Die zuvor weißen Wände, waren nun fast alle in einem warmen Nussbraun gestrichen worden – bis auf eine.
Hier soll wohl die Landschaft hin, dachte ich und fragte mich gleich, was sich Jensen wohl überlegt hatte. Ein wenig neugierig machte mich das schon und irgendwie konnte ich es gar nicht erwarten anzufangen. Meinen Blick ließ ich weiter durch das Wohnzimmer wandern. Mir fielen sogleich mehrere gerahmte Fotos auf, die auf der Ablage, oberhalb des Kamins, standen. Neugierrig schlenderte ich darauf zu und betrachtete jedes Einzelne von ihnen. Eins hatte es mir ganz besonders angetan. Es zeigte drei junge Personen. Das Mädchen schien nicht älter als zehn zu sein. Ich erkannte den jugendlichen Jensen Ackles sofort, auch wenn er der anderen männlichen Person ziemlich ähnlich sah, die nicht viel älter sein konnte als er. Alle drei standen um einen Schneemann herum und grinsten breit in die Kamera, während leichter Schnee fiel.
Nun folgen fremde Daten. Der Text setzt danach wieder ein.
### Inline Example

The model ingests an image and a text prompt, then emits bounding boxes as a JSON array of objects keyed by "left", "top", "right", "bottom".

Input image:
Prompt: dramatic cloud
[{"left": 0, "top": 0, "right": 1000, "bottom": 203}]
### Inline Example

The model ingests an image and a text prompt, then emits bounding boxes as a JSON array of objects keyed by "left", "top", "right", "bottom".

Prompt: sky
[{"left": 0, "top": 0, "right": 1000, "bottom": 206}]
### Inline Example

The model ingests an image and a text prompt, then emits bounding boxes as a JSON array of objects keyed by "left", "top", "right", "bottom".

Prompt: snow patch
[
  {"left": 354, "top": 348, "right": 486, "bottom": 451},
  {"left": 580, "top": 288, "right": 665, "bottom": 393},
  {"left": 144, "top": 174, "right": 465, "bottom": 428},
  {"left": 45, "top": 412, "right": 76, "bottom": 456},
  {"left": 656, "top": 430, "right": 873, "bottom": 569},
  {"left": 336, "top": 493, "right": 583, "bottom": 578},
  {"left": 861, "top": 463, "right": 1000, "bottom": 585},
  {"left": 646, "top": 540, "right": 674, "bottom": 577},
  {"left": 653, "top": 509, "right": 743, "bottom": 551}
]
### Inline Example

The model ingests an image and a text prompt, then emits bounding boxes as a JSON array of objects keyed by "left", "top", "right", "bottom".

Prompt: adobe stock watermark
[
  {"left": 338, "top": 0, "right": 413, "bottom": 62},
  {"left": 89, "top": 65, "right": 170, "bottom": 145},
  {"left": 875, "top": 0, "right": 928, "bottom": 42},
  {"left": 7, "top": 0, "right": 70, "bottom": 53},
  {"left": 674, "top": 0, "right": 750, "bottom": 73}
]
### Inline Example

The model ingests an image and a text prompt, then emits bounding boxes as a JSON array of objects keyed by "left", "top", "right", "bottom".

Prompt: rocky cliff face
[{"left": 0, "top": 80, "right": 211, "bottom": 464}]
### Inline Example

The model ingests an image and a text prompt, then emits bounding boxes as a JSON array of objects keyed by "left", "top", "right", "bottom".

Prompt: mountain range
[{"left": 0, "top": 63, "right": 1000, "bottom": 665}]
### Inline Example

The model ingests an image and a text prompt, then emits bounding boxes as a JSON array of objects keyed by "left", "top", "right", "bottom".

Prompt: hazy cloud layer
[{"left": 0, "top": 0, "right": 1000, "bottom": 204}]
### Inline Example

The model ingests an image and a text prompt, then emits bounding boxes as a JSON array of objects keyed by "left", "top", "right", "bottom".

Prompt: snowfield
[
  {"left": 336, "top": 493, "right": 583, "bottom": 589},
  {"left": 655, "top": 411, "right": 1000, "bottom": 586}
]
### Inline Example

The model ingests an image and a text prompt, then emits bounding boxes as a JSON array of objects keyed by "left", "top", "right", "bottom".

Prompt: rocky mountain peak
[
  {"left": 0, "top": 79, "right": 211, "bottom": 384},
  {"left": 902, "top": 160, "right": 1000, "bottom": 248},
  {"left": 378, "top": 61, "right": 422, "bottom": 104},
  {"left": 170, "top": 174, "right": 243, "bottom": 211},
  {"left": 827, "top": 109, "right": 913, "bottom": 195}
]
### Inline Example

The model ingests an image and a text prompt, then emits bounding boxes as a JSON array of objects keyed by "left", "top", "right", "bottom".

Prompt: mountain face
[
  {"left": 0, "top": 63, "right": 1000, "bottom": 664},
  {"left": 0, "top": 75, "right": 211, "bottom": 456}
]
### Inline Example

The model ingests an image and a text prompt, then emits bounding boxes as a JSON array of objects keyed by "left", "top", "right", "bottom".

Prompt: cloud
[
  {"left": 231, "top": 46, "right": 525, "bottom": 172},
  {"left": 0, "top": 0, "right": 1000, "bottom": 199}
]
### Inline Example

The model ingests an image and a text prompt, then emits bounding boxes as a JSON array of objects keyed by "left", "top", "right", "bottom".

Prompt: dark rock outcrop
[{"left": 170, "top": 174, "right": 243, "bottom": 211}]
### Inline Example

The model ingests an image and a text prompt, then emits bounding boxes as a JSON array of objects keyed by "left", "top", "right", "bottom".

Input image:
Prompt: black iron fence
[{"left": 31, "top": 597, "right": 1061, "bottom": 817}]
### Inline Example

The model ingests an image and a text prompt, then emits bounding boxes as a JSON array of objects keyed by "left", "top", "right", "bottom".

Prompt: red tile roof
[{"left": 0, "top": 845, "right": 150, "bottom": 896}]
„Das sind meine Geschwister und ich.", hörte ich eine Stimme plötzlich neben mir sagen und zuckte zusammen. Schnell wirbelte ich herum und blickte in zwei grüne Augen, die gedankenverloren auf das Foto blickten. Ein leichtes Schmunzeln hatte sich auf den Lippen des Schauspielers ausgebreitet. Auch er hatte sich seiner Outdoor-Kleidung entlegt und stand dort mit dunkler Jeans und einem schwarzen Hemd. Ich schluckte, als sein würziger Duft aufgewirbelt wurde, als er das gerahmte Foto in die Hand nahm und auf das kleine Mädchen zeigte. „Das ist meine kleine Schwester, Mackenzie und das-.", er deutete auf den jungen Mann. „ist mein älterer Bruder Josh.".
Ich warf ihm einen Seitenblick zu und spürte ein Kribbeln in meinem Magen, als ich dieses stolze Glitzern in seinen Augen bemerkte.
„Leben sie auch in Dallas?", fragte ich.
„Mackenzie schon.", meinte er. „Aber Josh wohnt in New York.". Er stellte das Foto wieder zurück. „Teilweise sehen wir uns nur zu Geburtstagen.", erklärte er etwas traurig. „Da hast du es wahrscheinlich etwas leichter.".
Ich lächelte mild. „Schon, ja.", meinte ich. „Aber ich vermisse Dustin. Das war das erste Weihnachten ohne ihn.".
Schmerzlichst erinnerte ich mich an die vergangenen Tage. An das beinahe traurige Stillschweigen während dem gemeinsamen Essen, weil jeder zu Dustins leerem Platz sah. Das führte uns vor Augen, dass man erst etwas schätzte, wenn es nicht mehr da war.
„Das kann ich mir vorstellen.", meinte der Schauspieler mitleidig. „Ich vermisse ihn auch. Besonders seine schrecklichen Witze, die so schlecht waren, dass es eigentlich schon wieder lustig war.".
Ich lachte leise. Ja, das war typisch Dustin.
„Oder dass er irgendwelche Bilder schickte, die wirklich nur er lustig finden konnte.", fügte er hinzu.
„Oh ja.", bestätigte ich und kriegte gleich etwas Tränen in den Augen, die ich aber zurückhalten konnte. „Mir fehlt auch einfach seine Stimme... sein Lachen. Seine Art, einfach alles.", ich merkte wie meine Stimme brüchig wurde. „Dass er mich bei jeder Umarmung hochgehoben hat... Dass er... dass er immer versucht hat aus ernsten Situationen das Beste zu machen... Oder... dass... er niemanden lange böse sein konnte. Ja, ich vermisse sogar seine komischen, hässlichen Superheldenshirts, die er praktisch bei jeder Veranstaltung an hatte.". Es gelang mir nicht die Tränen zurückzuhalten. Mir entwich ein Schluchzer.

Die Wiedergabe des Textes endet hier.